World Economic Situation and Prospects 2016
The world economy stumbled in 2015 and only a modest improvement is projected for 2016/17 as a number of cyclical and structural headwinds persist, says the United Nations World Economic Situation and Prospects (WESP) 2016 report.
Global growth is estimated at a mere 2.4 per cent in 2015, marking a downward revision by 0.4 percentage points from the UN forecasts presented six months ago. Amid lower commodity prices, large capital outflows and increased financial market volatility, growth in developing and transition economies has slowed to its weakest pace since the global financial crisis of 2008/2009.
Given the much anticipated slowdown in China and persistently weak economic performances in other large emerging economies, notably the Russian Federation and Brazil, the pivot of global growth is partially shifting again towards developed economies.
The world economy is projected to grow by 2.9 per cent in 2016 and 3.2 per cent in 2017, supported by generally less restrictive fiscal and still accommodative monetary policy stances worldwide.
The anticipated timing and pace of normalization of the US monetary policy stance is expected to reduce policy uncertainties and support a moderate pickup in investments and growth, while preventing excessive volatility in financial markets and ensuring an orderly adjustment in asset prices.

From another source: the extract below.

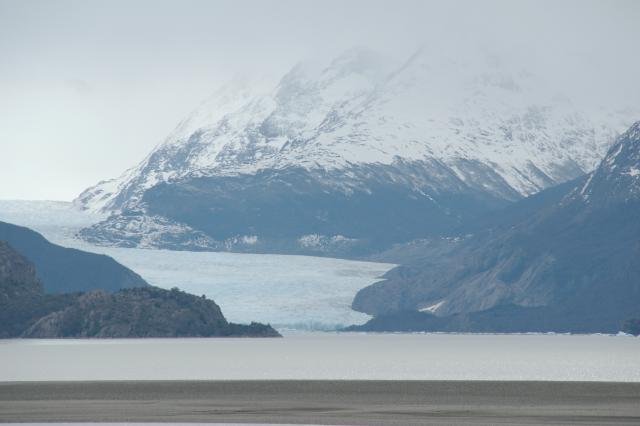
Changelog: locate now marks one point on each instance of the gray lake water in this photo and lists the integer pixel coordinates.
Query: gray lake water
(328, 356)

The improvement is also predicated on the stabilization of commodity prices and no further escalation in geo-political conflicts during the forecast period.
“Stronger and more coordinated policy efforts are needed to ensure robust, inclusive and sustainable economic growth, which will be a key determinant for achieving the 2030 Sustainable Development Goals,” noted Lenni Montiel, Assistant Secretary-General of the United Nations Department of Economic and Social Affairs.
Five major headwinds for global economyThe WESP report identifies five major headwinds for the global economy: 1. persistent macroeconomic uncertainties; 2. low commodity prices and diminished trade flows; 3. rising volatility in exchange rates and capital flows; 4. stagnant investment and productivity growth; and 5. continued disconnect between finance and real sector activities.
The weakness in growth is also adversely impacting labour markets in many developing and transition economies. Unemployment is on the rise, especially in South America, or remains stubbornly high, such as in South Africa. At the same time, job insecurity is often becoming more entrenched amid a shift from salaried work to self-employment.
With persistent output gaps, modest wage growth and lower commodity prices, global inflation is at its lowest level since 2009. Deflation risks in developed economies have diminished, but not disappeared, particularly in Japan and the euro area.
Growth in developed economies will gain some momentum in 2016, surpassing the 2 per cent mark for the first time since 2010, the report notes. Economic growth in developing and transition economies is expected to bottom out and gradually recover, but the external environment will continue to be challenging and growth will remain well below its potential.
Economic growth and financial stability
The report indicates that the challenges for policymakers around the globe are likely to intensify in the short run in view of the weaknesses in the world economy and difficult trade-offs in the areas of monetary, fiscal and exchange rate policies.
The report underscores that monetary authorities would need to make concerted efforts to reduce uncertainty and financial volatility, striking a delicate balance between their economic growth and financial stability objectives. “The expected timing and pace of normalization of the US monetary policy will help reduce some policy uncertainties and provide impetus to revive investment,” Hamid Rashid, Chief of the UN’s Global Economic Monitoring Unit added, while presenting the report.
Given the massive build-up of private debt in many emerging economies, policymakers would need to fine-tune their policy mix – more active fiscal policies, macro-prudential instruments, targeted labour market policies, among others – amid volatile global financial conditions.
The report highlights that monetary policies did most of the heavy-lifting since the global crisis to support growth but the time has come for fiscal policies to play a greater role. Well-designed and targeted labour market strategies are needed to complement fiscal policies to re-invigorate productivity, employment generation and output growth.
Global growth, environmental sustainability and poverty reduction
The report also shares some positive recent trends in environmental sustainability. Global energy-related carbon emissions experienced no growth in 2014 for the first time in 20 years, with the exception of 2009 when the global economy contracted. This suggests the possibility that the world might start to see some de-linking between economic growth and carbon emission growth.
At the same time, the report warns that the broad slowdown in economic growth in many developing economies could restrain progress in poverty reduction in the near term and derail long-term sustainable development. To avert such a scenario and stimulate inclusive growth, more effective policy coordination – at the national, regional and global level – is needed. Further progress in poverty reduction could come from policy interventions that also address inequality, such as investment in education, health and infrastructure, and stronger social safety nets.